I recently picked up Haskell and the syntax is really confusing to me. I am trying to get a random number between 0 and 51 using:
randomRIO (0, 51)
But I don't know how to make this an actual Int
(instead of IO Int
).
I believe you are supposed to be able to do:
gen <- randomRIO (0, 51)
and then gen
is supposed to be an Int
, but I have to do this in a do
-block - how do I create the function that takes this and returns an Int
?
From googling I'm afraid that there is something basic that I do not understand. I am completely lost.

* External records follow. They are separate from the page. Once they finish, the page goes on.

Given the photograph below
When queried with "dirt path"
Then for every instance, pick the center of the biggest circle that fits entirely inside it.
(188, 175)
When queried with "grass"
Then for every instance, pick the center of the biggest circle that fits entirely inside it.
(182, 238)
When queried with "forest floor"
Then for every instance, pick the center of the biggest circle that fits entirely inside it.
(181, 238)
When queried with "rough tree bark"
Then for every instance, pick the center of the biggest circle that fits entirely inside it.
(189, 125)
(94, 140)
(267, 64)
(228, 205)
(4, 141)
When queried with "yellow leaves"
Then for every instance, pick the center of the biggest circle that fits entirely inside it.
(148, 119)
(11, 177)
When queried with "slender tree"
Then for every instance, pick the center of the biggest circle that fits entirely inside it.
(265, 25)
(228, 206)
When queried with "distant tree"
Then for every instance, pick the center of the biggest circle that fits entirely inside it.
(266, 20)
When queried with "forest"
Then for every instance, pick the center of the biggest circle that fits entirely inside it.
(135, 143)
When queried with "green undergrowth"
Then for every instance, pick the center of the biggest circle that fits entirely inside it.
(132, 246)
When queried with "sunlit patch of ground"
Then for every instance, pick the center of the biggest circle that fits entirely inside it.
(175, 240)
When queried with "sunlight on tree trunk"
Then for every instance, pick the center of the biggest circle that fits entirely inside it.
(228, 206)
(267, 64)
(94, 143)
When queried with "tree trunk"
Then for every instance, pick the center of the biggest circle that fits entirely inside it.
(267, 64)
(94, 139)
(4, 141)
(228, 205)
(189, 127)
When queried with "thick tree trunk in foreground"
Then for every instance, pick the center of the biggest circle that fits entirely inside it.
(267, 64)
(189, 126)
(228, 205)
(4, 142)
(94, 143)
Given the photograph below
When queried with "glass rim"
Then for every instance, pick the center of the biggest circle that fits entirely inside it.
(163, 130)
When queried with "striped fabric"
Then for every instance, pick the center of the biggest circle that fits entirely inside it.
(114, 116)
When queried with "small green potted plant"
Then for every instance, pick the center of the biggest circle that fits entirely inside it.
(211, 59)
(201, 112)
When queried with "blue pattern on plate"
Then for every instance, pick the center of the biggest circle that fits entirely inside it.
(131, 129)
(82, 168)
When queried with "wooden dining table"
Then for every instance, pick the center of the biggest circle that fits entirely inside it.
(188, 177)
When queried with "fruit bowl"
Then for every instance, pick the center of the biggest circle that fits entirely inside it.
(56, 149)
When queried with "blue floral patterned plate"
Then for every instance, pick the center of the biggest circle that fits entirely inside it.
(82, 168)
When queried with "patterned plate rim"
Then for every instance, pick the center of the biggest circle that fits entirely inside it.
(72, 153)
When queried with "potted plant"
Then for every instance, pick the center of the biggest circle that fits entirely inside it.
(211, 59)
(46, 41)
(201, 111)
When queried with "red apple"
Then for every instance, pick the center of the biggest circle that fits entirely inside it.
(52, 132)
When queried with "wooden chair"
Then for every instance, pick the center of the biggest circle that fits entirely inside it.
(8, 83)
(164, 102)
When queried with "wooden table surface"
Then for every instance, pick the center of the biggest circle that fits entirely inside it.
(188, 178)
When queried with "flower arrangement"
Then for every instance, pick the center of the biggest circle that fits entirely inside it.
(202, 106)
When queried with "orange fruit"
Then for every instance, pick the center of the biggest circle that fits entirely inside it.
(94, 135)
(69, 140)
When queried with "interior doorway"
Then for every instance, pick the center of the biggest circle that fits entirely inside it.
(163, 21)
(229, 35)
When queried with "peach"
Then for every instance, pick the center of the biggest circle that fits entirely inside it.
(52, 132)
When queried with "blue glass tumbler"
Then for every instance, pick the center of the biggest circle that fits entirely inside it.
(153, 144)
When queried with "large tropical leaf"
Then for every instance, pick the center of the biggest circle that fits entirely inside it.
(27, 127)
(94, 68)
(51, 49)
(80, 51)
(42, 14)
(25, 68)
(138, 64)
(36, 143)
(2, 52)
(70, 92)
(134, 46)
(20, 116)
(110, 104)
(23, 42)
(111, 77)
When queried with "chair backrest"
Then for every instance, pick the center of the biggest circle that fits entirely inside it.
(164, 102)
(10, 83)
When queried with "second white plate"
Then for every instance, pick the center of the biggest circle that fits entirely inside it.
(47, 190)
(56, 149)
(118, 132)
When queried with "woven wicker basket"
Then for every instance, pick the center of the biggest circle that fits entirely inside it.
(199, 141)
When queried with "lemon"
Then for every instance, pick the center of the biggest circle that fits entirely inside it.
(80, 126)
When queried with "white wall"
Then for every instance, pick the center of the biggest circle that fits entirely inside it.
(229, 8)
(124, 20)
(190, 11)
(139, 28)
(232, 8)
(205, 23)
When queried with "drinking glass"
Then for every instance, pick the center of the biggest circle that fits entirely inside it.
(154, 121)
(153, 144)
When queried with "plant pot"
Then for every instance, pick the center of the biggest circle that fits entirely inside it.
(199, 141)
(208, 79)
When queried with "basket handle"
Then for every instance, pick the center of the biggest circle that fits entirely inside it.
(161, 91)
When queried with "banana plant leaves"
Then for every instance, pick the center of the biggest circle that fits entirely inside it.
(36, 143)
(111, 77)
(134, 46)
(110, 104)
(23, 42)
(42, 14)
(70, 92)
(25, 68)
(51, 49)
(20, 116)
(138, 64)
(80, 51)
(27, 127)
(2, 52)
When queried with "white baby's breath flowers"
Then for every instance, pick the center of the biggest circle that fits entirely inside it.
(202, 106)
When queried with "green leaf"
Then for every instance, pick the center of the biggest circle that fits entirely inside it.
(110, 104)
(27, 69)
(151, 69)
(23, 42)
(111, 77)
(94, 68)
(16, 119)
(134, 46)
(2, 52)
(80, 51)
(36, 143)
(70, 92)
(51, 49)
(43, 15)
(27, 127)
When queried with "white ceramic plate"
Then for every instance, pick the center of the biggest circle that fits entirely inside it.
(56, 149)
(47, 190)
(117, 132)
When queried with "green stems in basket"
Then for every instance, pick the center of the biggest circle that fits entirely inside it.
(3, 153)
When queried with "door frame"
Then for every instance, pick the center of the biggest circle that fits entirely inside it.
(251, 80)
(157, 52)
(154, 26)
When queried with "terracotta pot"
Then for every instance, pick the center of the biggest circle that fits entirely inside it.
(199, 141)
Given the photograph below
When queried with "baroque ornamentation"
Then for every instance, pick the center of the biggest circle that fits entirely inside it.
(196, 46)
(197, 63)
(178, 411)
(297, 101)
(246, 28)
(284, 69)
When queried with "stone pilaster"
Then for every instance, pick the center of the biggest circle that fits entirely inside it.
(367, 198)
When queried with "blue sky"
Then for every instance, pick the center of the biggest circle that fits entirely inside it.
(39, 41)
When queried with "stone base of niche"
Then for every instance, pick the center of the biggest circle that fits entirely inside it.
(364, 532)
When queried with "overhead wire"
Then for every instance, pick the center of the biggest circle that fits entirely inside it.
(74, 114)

Yep, there is something basic, and it's the most common thing new Haskellers struggle with. Basically, everything you said is right, and if you want a "function" that returns a random int, you can't have it.
You can do
main :: IO ()
main = do
num <- getRandomR (0, 51)
putStrLn ("The number is " ++ show num)
You can also factor it out
getCardIndex :: IO Int
getCardIndex = do
ix <- getRandomR (0,51)
return (ix + 1) -- just as an example of how you can transform it
main :: IO ()
main = do
card <- getCardIndex
putStrLn ("The number is " ++ show card)
The thing you can't do is make it a pure function/value:
pureCardIndex :: Int
pureCardIndex = ioToPure (getRandomR (0,51)) -- NOT POSSIBLE
because there is no (ethical) function like ioToPure
. A pure function must always return the same output for the same input, which is precisely not what you want a random number function to do. So we have to use IO
with it. Once you use IO
to generate something random, anything that depends on that random number must also be in IO
.
People will be quick to start explaining the theory of monads and all that, and it's good stuff, I just recommend approaching it patiently, getting used to these patterns before diving into the theoretical side.